債権者とは「債権」を保有している人のことです。そして、債権とは、債務者(特定の人)に対して一定の給付を行う権利のことを言います。例えば、銀行などの貸金を融資した金融機関は債権者となり、融資を受けた借入人は債務者となります。

上記の融資(法律的には金銭消費貸借契約、と言います)以外にも、「債権者⇔債務者」という関係が生じるような取引はたくさんあります。我が国の民法においては債権の発生原因を、(1)契約、(2)事務管理、(3)不当利得、(4)不法行為、の4種類と定めています。

(1)契約

契約は最も身近な債権の発生原因と言えるのではないでしょうか。例えば、不動産売買契約であれば家の買主は家を買って代金を支払う、その一方で家の売主は家を売って代金を受け取る、という契約になります。
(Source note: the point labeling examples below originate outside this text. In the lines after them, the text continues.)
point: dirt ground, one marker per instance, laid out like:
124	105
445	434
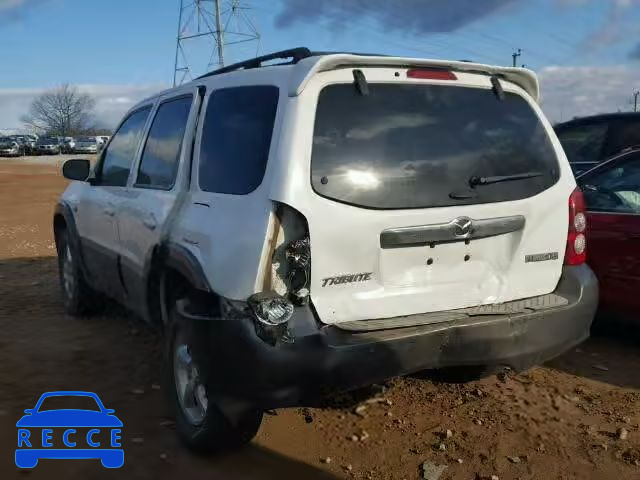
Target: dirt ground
559	421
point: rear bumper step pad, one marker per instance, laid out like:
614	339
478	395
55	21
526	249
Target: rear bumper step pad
526	305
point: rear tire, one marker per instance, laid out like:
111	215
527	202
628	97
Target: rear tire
78	297
200	423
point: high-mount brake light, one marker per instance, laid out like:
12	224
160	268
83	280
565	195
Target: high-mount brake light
431	74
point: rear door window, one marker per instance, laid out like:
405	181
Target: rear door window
584	143
626	134
117	160
616	188
236	138
161	154
417	146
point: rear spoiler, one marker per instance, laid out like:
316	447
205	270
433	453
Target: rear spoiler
308	67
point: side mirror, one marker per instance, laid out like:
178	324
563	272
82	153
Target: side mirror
76	169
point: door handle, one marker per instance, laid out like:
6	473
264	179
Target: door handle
109	209
150	221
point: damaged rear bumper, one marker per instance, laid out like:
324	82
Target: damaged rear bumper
324	358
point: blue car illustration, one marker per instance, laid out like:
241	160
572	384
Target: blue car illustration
34	444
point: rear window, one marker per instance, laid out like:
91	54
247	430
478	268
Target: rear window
418	146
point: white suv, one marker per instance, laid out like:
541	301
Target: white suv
329	222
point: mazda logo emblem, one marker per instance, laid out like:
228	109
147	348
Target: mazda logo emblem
462	226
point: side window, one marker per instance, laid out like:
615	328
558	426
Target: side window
583	143
617	189
161	154
118	158
236	138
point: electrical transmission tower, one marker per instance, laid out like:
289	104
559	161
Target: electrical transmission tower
207	29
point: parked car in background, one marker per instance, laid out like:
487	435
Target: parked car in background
24	141
588	141
30	142
327	211
11	147
49	146
612	194
86	145
68	144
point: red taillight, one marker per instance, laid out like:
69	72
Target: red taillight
431	74
576	253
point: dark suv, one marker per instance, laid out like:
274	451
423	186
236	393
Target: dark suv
588	141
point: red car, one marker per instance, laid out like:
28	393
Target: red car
612	194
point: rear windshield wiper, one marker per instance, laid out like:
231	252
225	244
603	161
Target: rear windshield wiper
475	181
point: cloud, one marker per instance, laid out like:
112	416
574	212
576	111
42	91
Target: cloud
112	101
415	16
617	25
14	10
569	92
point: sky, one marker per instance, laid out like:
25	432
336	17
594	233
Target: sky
586	52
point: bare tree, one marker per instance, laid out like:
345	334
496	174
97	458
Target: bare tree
62	111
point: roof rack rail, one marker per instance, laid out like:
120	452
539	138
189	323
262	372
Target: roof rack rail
295	54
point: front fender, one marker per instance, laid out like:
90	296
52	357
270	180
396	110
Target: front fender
63	210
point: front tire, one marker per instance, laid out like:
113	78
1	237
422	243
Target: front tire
76	293
200	422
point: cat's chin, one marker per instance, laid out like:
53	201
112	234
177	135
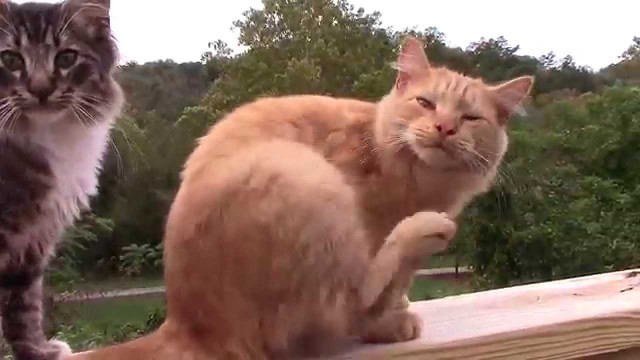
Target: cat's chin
45	117
437	158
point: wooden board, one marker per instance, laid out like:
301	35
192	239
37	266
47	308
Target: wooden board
565	319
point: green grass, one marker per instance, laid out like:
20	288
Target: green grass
442	261
90	324
425	289
102	285
111	312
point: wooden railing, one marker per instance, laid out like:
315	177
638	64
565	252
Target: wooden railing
594	317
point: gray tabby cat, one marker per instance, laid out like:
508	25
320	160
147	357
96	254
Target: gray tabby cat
58	101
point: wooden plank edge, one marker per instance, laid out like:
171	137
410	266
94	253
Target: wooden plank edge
610	324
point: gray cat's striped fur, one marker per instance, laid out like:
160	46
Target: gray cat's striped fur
58	101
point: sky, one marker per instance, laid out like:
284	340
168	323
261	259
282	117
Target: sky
595	34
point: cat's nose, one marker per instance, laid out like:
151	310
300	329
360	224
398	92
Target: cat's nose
41	88
446	128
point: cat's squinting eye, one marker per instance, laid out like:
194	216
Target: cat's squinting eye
471	117
66	59
12	60
426	103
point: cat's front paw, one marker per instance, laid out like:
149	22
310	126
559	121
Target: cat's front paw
58	350
425	233
395	326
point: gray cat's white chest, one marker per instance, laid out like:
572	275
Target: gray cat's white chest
74	155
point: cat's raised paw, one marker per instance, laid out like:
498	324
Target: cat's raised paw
425	233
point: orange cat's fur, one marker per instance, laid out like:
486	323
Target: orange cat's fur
300	219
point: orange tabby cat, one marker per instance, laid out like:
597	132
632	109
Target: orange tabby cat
301	219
「家」を軸にして考えれば家の売主は債務者で家の買主は債権者ですが、「売買代金」の観点から考えれば家の売主(売買代金を受け取る人)は債権者で家の買主(売買代金を支払う人)は債務者となります。このように双方が債務(債権に対する反対給付)を負う契約を双務契約と言います。

その他にも、典型契約(民法で定められている典型的な契約)として、贈与契約、売買契約、交換契約、消費貸借契約、使用貸借契約、賃貸借契約、雇用契約、請負契約、委任契約、寄託契約、組合契約、終身定期金契約、和解契約、の13種類があります。

(2)事務管理

事務管理とは、法律上の義務がない人が他人のために事務の処理を行うことです。例えば、入院中の友人の代わりに公共料金の支払いを立て替えるような行為を言います。この場合、事務管理を行った者に対して、本人はその費用を償還する義務があります。

(3)不当利得

不当利得とは法律上の原因(正当な理由)もなく、他人の財産などから利益を受けて他人に損害を与えることを言います。不当利得を得た者は、損失を蒙った人に自分が受け取った利得を変換する義務が生じます。

(4)不法行為

不法行為とは、違法に他人に対して損害を与える行為のことです。不法行為を行った者は損害を被った者に対して、その損失を賠償する義務があります。

 

2.債権者の種類

債権者は大きく分けて(1)一般債権者と、(2)担保債権者、になります。

(1)一般債権者

一般債権者とは、債権に担保が含まれていない債権を保有している人を言います。

(2)担保債権者

担保債権者とは、一般債権者とは異なり、担保を含んだ債権を保有している人を言います。債権者にとって、最も重要なことは債権がきちんと履行されるかどうかです。例えば、具体的に言うと、ローンの返済日にきちんと貸金を返してくれるかどうかが重要なのです。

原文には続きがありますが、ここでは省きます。